Há pouco mais de 1 ano, já sentindo essas energias se movendo em minha vida, postei algumas fotos com a seguinte legenda, um trecho de A história secreta:
“A vida parecia encantada naqueles dias: uma teia de símbolos, premonições, agouros. Tudo, de algum modo, se encaixava; a Providência, tímida e benevolente, revelava-se aos poucos, e eu me sentia na iminência de uma grande descoberta, como se em determinada manhã tudo fosse fazer sentido — meu futuro, meu passado, minha vida inteira — e me permitisse sentar na cama como se me caísse um raio e dizer: oh! oh! oh!”
Há alguns meses, tive um sonho no qual uma taróloga — que sempre me aparece em momentos específicos da vida para me dar algum recado importante — lia o tarot para mim e dizia que eu finalmente estava voltando a ser quem eu sempre fui. Senti verdade no que ela disse — assim como sentia, no ano passado, que as rodas do destino estavam se movendo, sinto agora que elas me levaram ao lugar onde eu deveria estar desde o princípio — me trouxeram de volta a mim mesma.
“I'm taking my ride with destiny
Willing to play my part
Living with painful memories
Loving with all my heart
Made in Heaven, made in Heaven
It was all meant to be”
— Made in Heaven, Queen
Textos da semana
Por trás do País das Maravilhas (Giulia Benincasa)
Seminário dos ratos: a crítica política de Lygia Fagundes Telles (Flávia Januário)
As mulheres em Hamlet sob o olhar de Um teto todo seu (Laura Ferracini)
Frank-N-Furter: Dioniso em The Rocky Horror Picture Show (Mia Sodré)
Vida e morte das seis esposas de Henrique VIII (Cecília Amaral)
Obra de arte da semana
Estou maratonando os filmes de Almodóvar. Sempre faço isso ao menos uma vez ao ano, e agora, com o lançamento do mais novo curta dele, resolvi que seria a hora perfeita. Não tenho uma lista certinha, nem sei por onde começar nem onde vai terminar, das comédias aos dramas, dos primeiros aos últimos, é certo que boa parte deles são filmes conforto para mim. Enquanto pensava em qual obra de arte falar esta semana aqui na newsletter, lembrei de uma dissertação que li alguns anos atrás, e em como em um dos capítulos há uma teoria a respeito de um dos mais famosos filmes do diretor.

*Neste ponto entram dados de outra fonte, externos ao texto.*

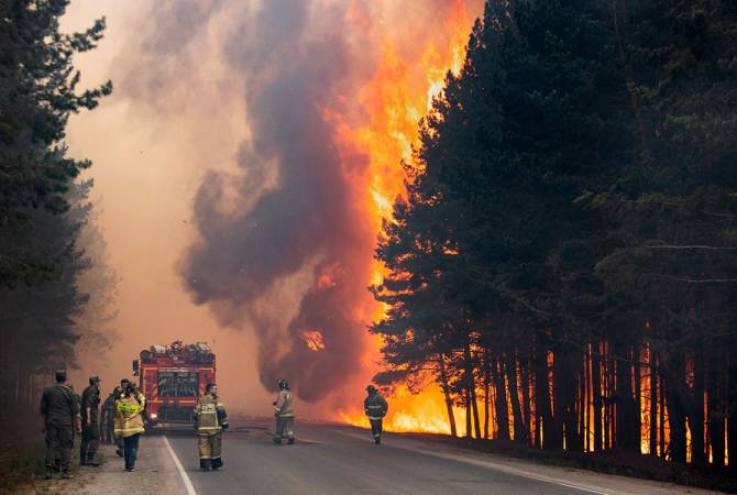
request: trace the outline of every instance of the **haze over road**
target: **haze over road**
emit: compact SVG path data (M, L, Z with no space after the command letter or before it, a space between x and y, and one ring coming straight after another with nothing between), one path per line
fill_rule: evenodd
M196 469L191 433L169 433L167 440L199 495L685 493L683 487L622 477L515 466L397 435L376 446L368 432L355 428L299 425L297 433L296 445L278 447L268 424L233 428L223 442L225 469L210 473Z

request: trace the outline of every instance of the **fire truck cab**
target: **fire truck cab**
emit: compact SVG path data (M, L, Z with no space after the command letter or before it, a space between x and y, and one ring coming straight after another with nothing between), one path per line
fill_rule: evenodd
M205 342L152 345L133 361L150 422L192 423L197 397L215 383L215 355Z

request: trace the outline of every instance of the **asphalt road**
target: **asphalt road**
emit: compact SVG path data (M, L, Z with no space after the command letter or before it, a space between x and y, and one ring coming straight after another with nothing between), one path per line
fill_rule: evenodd
M226 432L222 471L199 471L192 433L167 434L199 495L209 494L578 494L563 480L514 474L467 460L434 444L389 435L374 445L369 432L328 425L298 425L295 445L277 446L268 426ZM190 492L191 493L191 492Z

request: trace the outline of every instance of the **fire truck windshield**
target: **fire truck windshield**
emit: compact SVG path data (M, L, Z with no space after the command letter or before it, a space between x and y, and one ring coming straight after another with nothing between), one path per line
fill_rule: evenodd
M198 373L159 371L159 396L197 397L200 385Z

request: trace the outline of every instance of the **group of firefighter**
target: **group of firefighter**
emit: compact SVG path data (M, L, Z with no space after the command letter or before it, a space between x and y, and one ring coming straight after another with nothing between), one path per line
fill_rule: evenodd
M67 383L66 370L56 371L56 383L44 390L41 397L41 415L44 418L46 438L46 479L55 471L62 478L70 478L71 452L74 437L81 434L79 464L97 467L100 440L117 445L116 454L125 460L125 470L135 470L138 443L147 420L146 398L140 390L124 378L120 386L100 404L100 385L97 375L89 379L89 386L81 397ZM274 443L295 443L294 396L287 380L279 380L276 400L273 402L276 429ZM366 387L364 411L371 423L374 442L381 443L382 422L388 405L376 387ZM217 385L208 383L205 394L198 398L194 409L194 427L197 431L200 469L216 471L223 466L222 437L228 429L228 414L218 396Z

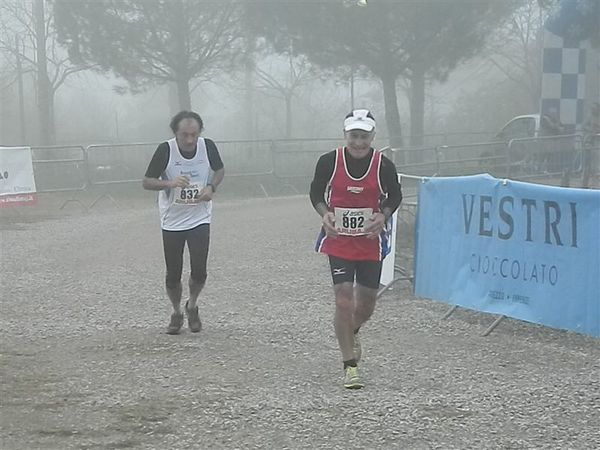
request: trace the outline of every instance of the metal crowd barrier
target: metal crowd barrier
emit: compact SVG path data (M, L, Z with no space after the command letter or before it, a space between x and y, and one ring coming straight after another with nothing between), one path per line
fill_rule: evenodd
M582 186L600 174L600 135L579 134L381 149L402 173L454 176L488 172L498 178L528 181L561 175L561 184L581 175ZM309 179L319 156L342 145L341 138L216 141L227 177L245 178L268 190L296 186ZM80 192L140 182L158 142L32 147L38 192ZM266 180L266 181L264 181ZM269 185L269 183L271 183ZM239 189L243 189L238 185ZM248 186L246 184L246 186ZM101 197L106 197L107 194ZM108 196L110 198L110 196ZM112 201L114 199L110 198ZM94 203L95 204L95 203Z
M32 147L31 155L37 192L82 191L87 188L87 152L83 146Z

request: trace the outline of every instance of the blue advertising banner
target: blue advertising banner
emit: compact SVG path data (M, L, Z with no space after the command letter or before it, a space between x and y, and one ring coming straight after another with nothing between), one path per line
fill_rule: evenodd
M600 191L489 175L424 181L415 294L600 336Z

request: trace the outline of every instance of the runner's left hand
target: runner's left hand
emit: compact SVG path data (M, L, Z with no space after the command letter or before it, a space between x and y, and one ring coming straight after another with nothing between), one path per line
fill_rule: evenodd
M385 214L377 212L374 213L365 227L365 233L367 238L375 239L383 231L385 227Z
M214 192L212 190L212 187L204 186L202 188L202 190L200 191L200 195L198 196L198 199L202 202L209 202L212 200L213 194L214 194Z

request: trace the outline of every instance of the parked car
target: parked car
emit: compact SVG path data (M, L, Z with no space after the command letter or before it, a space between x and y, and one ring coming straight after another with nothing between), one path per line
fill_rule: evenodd
M575 139L566 135L558 120L547 115L513 117L493 140L501 144L481 154L482 165L508 175L570 171L576 156Z

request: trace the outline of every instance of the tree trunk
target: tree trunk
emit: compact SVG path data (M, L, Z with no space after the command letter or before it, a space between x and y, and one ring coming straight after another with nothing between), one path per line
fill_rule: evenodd
M21 145L27 144L27 133L25 132L25 92L23 87L23 67L21 65L21 47L19 37L15 36L15 62L17 64L17 91L19 96L19 137Z
M423 121L425 116L425 70L422 65L415 64L410 77L410 145L423 145ZM415 161L421 162L423 155L411 152ZM411 159L412 159L411 158Z
M177 79L177 98L179 99L179 109L190 111L192 109L192 98L190 96L190 80L187 78Z
M46 24L44 19L44 0L35 0L33 4L33 17L35 21L36 41L36 75L38 92L38 115L40 127L40 144L52 145L53 133L51 131L50 111L50 80L48 79L48 67L46 57Z
M292 138L292 96L285 96L285 138Z
M392 148L400 148L402 147L402 128L400 126L398 98L396 97L396 77L384 74L381 76L381 81L383 83L385 121L388 127L389 145Z

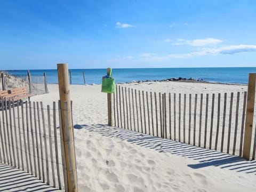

Nele, é falado acerca da relação entre A pele que habito e a pintura de Ticiano, Vênus de Urbino.
Vênus de Urbino é uma pintura a óleo datada de 1538, e atualmente se encontra em Florença, na Galleria de Uffizi. A obra tem como ponto central uma mulher. Ela está nua e deitada na cama. De acordo com o tótulo, a jovem moça é identificada como a deusa Vênus, mas, diferentemente das representações relacionadas ao mito de nascimento da deusa, na pintura de Ticiano ela foi representada em ambiente fechado. Ela tampouco está acompanhada por seres míticos, elementos aquáticos ou seus famosos cupidos, mas a deusa representada em ambiente doméstico também não está sozinha. Vênus está acompanhada de um pequeno cãozinho deitado na cama aos seus pés, e o que parecem ser duas damas de companhia. Uma delas parece carregar um vestido, o que dá a alusão de que em breve a jovem Vênus que encara diretamente o espectador vai se vestir com um belo vestido.
A versão mais famosa do nascimento da deusa é contada por Hesíodo. Ele diz que ela nasceu após os órgãos genitais castrados de Urano serem arremessados ao mar, e da espuma (“aphros”) ergueu-se Vênus. Desde então, ela representou o ideal de beleza dos gregos antigos, e foi constantemente reproduzida nas artes. A imagem e iconografia do nascimento da Vênus saída do mar sobreviveu e foi perpetuada desde a Antiguidade, mas representações em que a deusa foi estava em um ambiente mais privado também são diversas, dentre elas, está Vênus de Urbino. A pintura foi encomendada ou financiada pelo duque Guidobaldo II, da cidade de Urbino. A pintura de Ticiano também serviu de inspiração para o francês Édouard Manet compor sua Olympia em 1863.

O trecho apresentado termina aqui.